L’allerta, diramata di lì a poco, ha portato alla temporanea evacuazione del personale inviato da Washington in un paio di contee e all'arresto di un uomo. Sebbene il pericolo per gli agenti della Fema sembrerebbe nel frattempo rientrato, la notizia ha riportato in primo piano una minaccia che a pochi giorni dal 5 novembre potrebbe sconvolgere non solo il regolare funzionamento della macchina elettorale Usa ma anche il periodo di transizione successivo all’election day. Uno scenario peraltro confermato dall'allarme lanciato dall'Fbi e dal dipartimento per l'Homeland Security per atti violenti che potrebbero essere portati a termine nelle prossime settimane da estremisti domestici.

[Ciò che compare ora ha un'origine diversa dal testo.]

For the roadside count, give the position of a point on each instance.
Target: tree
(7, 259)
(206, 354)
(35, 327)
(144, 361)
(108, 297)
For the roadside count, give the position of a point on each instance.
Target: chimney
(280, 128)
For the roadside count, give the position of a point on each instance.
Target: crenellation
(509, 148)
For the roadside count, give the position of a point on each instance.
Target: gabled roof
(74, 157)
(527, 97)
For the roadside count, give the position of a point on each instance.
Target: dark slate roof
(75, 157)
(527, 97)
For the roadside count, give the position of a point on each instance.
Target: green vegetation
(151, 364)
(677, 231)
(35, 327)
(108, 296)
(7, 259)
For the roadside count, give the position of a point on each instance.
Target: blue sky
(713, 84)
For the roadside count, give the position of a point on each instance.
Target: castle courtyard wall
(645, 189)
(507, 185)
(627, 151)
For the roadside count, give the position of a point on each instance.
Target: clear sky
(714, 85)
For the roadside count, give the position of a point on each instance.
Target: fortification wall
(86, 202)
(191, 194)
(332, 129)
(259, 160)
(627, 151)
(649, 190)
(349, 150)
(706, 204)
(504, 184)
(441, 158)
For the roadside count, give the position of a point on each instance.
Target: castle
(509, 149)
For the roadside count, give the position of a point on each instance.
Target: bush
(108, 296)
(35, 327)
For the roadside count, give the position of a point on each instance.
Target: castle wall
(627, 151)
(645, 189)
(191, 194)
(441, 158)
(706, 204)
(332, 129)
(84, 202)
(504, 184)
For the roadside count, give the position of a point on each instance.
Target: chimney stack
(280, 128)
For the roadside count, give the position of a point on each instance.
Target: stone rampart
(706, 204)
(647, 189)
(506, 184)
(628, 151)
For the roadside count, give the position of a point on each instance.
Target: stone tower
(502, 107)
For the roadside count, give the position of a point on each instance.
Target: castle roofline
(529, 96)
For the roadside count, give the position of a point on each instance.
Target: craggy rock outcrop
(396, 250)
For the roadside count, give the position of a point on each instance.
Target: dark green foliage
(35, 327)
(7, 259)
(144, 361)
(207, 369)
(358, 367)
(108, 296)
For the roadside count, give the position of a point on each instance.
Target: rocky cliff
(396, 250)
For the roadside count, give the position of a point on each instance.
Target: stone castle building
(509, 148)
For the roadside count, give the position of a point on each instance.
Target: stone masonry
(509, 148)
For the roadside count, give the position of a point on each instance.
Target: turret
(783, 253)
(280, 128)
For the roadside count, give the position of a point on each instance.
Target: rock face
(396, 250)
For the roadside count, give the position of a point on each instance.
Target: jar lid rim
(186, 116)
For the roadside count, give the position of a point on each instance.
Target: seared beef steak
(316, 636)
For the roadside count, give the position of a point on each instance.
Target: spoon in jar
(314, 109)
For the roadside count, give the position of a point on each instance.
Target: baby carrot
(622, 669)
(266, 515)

Secondo un sondaggio condotto dalla Reuters subito dopo il primo attentato al candidato repubblicano Donald Trump, quattro americani su cinque ritengono che il Paese stia scivolando inesorabilmente verso il caos. L’84% degli intervistati si dice convinto che ci saranno azioni violente dopo le elezioni, un numero superiore rispetto a quanto registrato pochi mesi prima. L’inquietudine dei cittadini Usa per il corrente clima politico è spinta dal ricordo dell’assalto dei sostenitori di Trump al Campidoglio nel gennaio 2021. A gettare ulteriore benzina sul fuoco è lo stesso miliardario che, evocando più volte brogli elettorali orditi dai suoi rivali, ha dichiarato come in caso di una sua sconfitta ci sarà un "bagno di sangue" negli Stati Uniti.

Sebbene negli States “la normalizzazione della violenza” sia un fenomeno trasversale, sono però proprio le parole dell’esponente repubblicano ad incendiare maggiormente il dibattito politico. Infatti decine, se non centinaia, di gruppi estremisti riconoscono nell’ex presidente una sorta di messia incaricato di ripulire Washington da chi, a detta loro, vorrebbe comprimere le libertà del popolo americano.

Oath Keepers, Three Percenters, Proud boys e Boogaloo bois. Queste sono solo alcune delle milizie più famose, aumentate a livello esponenziale durante la presidenza Obama, che sperano nel ritorno di Trump a Washington e potrebbero organizzare letali iniziative antigovernative. Una di queste, pianificata dalle Wolverine Watchmen Militia, prevedeva il sequestro e la probabile esecuzione della governatrice democratica del Michigan Gretchen Whitmer e fu sventata dall’Fbi nel 2020.

Come visto nel North Carolina, le minacce delle milizie armate non si rivolgono solo contro obiettivi in vista appartenenti al partito dell'asinello. Funzionari elettorali in oltre venti Stati avrebbero ricevuto pacchi sospetti mentre le accuse, prive di ogni fondamento, contro immigrati haitiani sospettati di mangiare animali domestici hanno portato ad allarmi bomba e alla chiusura di scuole in Ohio.

Il sito di Axios definisce la tensione politica nel Paese una “tempesta perfetta”. Tra i fattori che l’hanno alimentata l’estrema polarizzazione, la disinformazione senza freni e il mancato riconoscimento dei risultati elettorali.

Il rischio, spiega il presidente del Center for American Progress Patrick Gaspard, è che in caso di sconfitta di Trump si arrivi ad una mobilitazione nelle strade e all’assalto dei Campidogli in vari Stati. Una replica del 6 gennaio su scala nazionale che, nel peggiore degli scenari, potrebbe avvicinare pericolosamente gli Stati Uniti ad una devastante guerra civile.